IRS or Internal Revenue Service is a USA government agency that is responsible for collecting all the taxes and making laws related to tax. It was established in 1862 by President Abraham Lincoln. During the COVID outbreak, the IRS revised its laws and introduced new laws for self-employed workers and freelancers.
After the introduction of the new laws and regulations, self-employed workers and sole proprietors have gained significantly from the home office deduction scheme. Moreover, the IRS is also responsible for dealing with excise, estate tax, gift, and corporate matters.
Do employees lose out from the tax deduction?
Since company employees are not entitled to receive any tax deduction, they do lose out on some monetary gain. But at the same time, companies do provide various incentives and bonuses to the employees if they perform well in their work.
Sole proprietors, freelancers, and gig workers don’t receive any incentives since they own the business, and therefore a tax deduction acts as a monetary incentive for such workers. Homeowners, on the other hand, should think twice before making a tax deduction as it could depreciate the price of their property and cause tax-related problems in the future.
Can a freelancer receive a tax deduction if he is working for an employer?
Freelancers are of two types – sole freelancers and company freelancers. Those who work in a company while performing a freelancing task from their home are not entitled to receive any form of tax deduction. They receive the entirety of their income as a paycheck.
Contractual freelancers or sole freelancers can either work by themselves or take contracts from different employers. The employers are the clients of the business, and all the revenue earned from the contracts is taken as the income of the freelancer. They are not restricted to the company’s policy or paycheck roll. Any income received by a contractual freelancer will be eligible for the tax deduction.

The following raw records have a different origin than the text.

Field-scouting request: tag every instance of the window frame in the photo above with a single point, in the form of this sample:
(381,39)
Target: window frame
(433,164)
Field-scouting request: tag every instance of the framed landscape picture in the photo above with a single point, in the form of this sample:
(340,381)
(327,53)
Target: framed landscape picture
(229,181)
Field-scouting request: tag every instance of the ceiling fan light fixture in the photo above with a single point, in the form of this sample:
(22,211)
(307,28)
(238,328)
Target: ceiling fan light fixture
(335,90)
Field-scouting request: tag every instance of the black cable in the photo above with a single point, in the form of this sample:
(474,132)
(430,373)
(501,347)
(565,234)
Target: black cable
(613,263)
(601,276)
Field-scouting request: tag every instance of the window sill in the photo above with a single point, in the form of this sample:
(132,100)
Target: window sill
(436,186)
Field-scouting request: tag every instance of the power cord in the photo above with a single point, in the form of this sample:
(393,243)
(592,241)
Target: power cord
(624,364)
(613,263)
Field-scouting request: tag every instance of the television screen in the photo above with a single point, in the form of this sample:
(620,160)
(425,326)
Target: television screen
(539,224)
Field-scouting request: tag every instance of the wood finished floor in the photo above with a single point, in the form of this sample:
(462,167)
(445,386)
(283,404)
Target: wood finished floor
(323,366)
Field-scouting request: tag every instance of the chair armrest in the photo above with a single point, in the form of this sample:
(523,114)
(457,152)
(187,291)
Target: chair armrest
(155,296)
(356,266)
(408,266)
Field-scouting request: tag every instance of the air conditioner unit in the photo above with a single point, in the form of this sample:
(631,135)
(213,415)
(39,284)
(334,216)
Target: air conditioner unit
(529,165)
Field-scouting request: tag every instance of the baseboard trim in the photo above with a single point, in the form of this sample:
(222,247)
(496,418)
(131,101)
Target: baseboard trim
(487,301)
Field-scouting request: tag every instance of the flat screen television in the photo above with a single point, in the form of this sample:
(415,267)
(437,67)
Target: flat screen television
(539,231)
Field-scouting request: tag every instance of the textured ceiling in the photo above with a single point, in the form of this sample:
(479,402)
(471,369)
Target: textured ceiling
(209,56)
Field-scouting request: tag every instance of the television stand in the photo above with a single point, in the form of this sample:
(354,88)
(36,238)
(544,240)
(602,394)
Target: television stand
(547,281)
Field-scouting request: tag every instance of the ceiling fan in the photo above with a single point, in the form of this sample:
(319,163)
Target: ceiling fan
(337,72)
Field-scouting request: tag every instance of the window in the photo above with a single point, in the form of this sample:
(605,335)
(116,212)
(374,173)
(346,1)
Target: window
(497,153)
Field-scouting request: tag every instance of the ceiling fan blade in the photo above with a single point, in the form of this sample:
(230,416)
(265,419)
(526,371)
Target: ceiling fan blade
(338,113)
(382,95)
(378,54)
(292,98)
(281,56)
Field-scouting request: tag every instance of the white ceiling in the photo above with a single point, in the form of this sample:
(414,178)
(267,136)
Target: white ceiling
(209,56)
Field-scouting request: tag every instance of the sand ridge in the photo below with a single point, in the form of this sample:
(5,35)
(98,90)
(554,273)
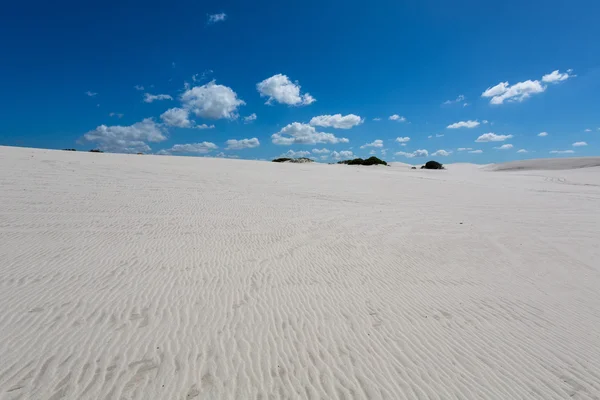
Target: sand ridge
(137,277)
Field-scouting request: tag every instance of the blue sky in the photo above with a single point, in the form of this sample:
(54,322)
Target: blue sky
(132,76)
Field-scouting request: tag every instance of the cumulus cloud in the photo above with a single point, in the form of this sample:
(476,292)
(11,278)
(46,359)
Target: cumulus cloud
(198,148)
(416,153)
(562,152)
(337,121)
(177,117)
(233,144)
(149,98)
(298,133)
(342,154)
(397,117)
(214,18)
(375,143)
(463,124)
(293,154)
(457,100)
(212,101)
(492,137)
(279,88)
(556,76)
(126,139)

Is It Worth Claiming Home Office On Taxes Conclusion
Despite the sudden outbreak of the corona pandemic, we have still continued to live our lives in full comfort and safety. Working remotely has become a common trend in the business world, and we should keep ourselves updated according to the latest trends.
Before we leave, let us sum up some of the important findings. Firstly, sole proprietors, freelancers, and gig workers are eligible to receive tax breaks according to the new law issued by the IRS.
The home office should be restricted entirely for business purposes, and any form of personal activity should be avoided in your home office. Apart from this, taxpayers can calculate their tax deductions by using the two primary methods given by the IRS.